Thursday, 4 January 2007

Year End's Summary




I am sorry for this belated summary on 2006, the year we’ve gone through. Technical errors of the net is my excuse. Well, what is my 2006 like? I consider a year of no change as a meaningless time, so it is good for me that I have undertaken a lot of changes in 2006.

Love breakdown: one

Marriage proposal: one

Business failures/bankruptcy: three or more (and that’s all right, because all the failures were eye-openers)

Disputes, debates: uncountable, as usual

Defraudation: two. I was the victim.

Street fighting: none (thanks God)

Mindset change: many, as usual (and that’s always good, totally good for me to keep changing)

Most wonderful experience: moments I swung with The Magic Flute. A lot more words is needed to write about these beautiful moments, so I shall refer to it in another blog entry.

New relationships: some are good ones with people from the upper strata.

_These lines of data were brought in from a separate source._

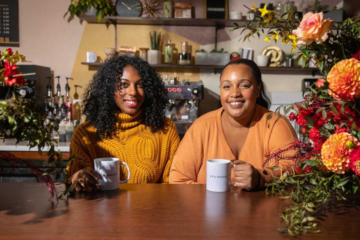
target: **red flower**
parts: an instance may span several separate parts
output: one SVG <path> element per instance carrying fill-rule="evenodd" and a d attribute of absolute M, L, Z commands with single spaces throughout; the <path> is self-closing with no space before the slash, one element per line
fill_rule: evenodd
<path fill-rule="evenodd" d="M 303 126 L 306 123 L 306 119 L 305 119 L 305 117 L 302 116 L 301 115 L 298 115 L 297 116 L 296 123 L 300 126 Z"/>
<path fill-rule="evenodd" d="M 291 121 L 292 121 L 294 120 L 296 118 L 296 116 L 295 115 L 295 113 L 291 113 L 289 114 L 289 120 Z"/>
<path fill-rule="evenodd" d="M 10 65 L 10 63 L 6 61 L 4 63 L 4 67 L 5 69 L 4 72 L 4 78 L 7 78 L 5 80 L 5 82 L 6 84 L 10 86 L 14 84 L 21 86 L 24 85 L 26 83 L 23 76 L 14 76 L 14 75 L 21 74 L 21 72 L 16 70 L 15 64 Z"/>
<path fill-rule="evenodd" d="M 318 129 L 313 127 L 310 129 L 309 132 L 309 137 L 314 142 L 317 142 L 319 141 L 319 137 L 320 137 L 320 132 Z"/>
<path fill-rule="evenodd" d="M 349 166 L 356 175 L 360 176 L 360 148 L 353 150 L 349 157 Z"/>
<path fill-rule="evenodd" d="M 11 48 L 8 48 L 5 51 L 8 51 L 8 55 L 9 56 L 11 56 L 13 55 L 13 50 L 11 50 Z"/>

In the end, may I take this belated occasion to wish you a happy 2007? My trusted friends, after so many ups-and-downs, I still think of you all as angels heaven sent to me. Although I am a blunt cynic as many consider me to be, I am always in your debts. Believe me, I have not said anything good about you just because words can hardly explain my love for you. Thank you all, friends, for what you have done for me. You are my guiding light because even when I fall, I can still think to myself that you are somewhere out in the crowd calling me back. Only with your help I can have peace in my soul.

Like Nguyen Tat Thanh said to his teacher, Professor Remy, in the movie Till We Meet Again, Sai Gon, “France gets beautiful in my eyes because there is you, Sir,” (Nước Pháp đp trong mt em là nh có thy) I would like to say aloud: “Life gets beautiful in my eyes solely because I have you. Although I have never spoken it out, and many times I would prove to be an indifferent person, what I really want to tell you is that when there are you and people like you, how beautiful life is made, and how the life in Vietnam becomes worth living in your presence.”

And, especially for you, my dearest friend, I truly hope that 2007 will bring us luck so that I can see another you and another me who have got out of all the impasses and crises. Even the bravest person on earth needs a shoulder to cry on, and I need yours.

Don’t you comment on this entry please, as I don’t want any blog reader to know who you are. I want to keep you for myself only, my twenty angels.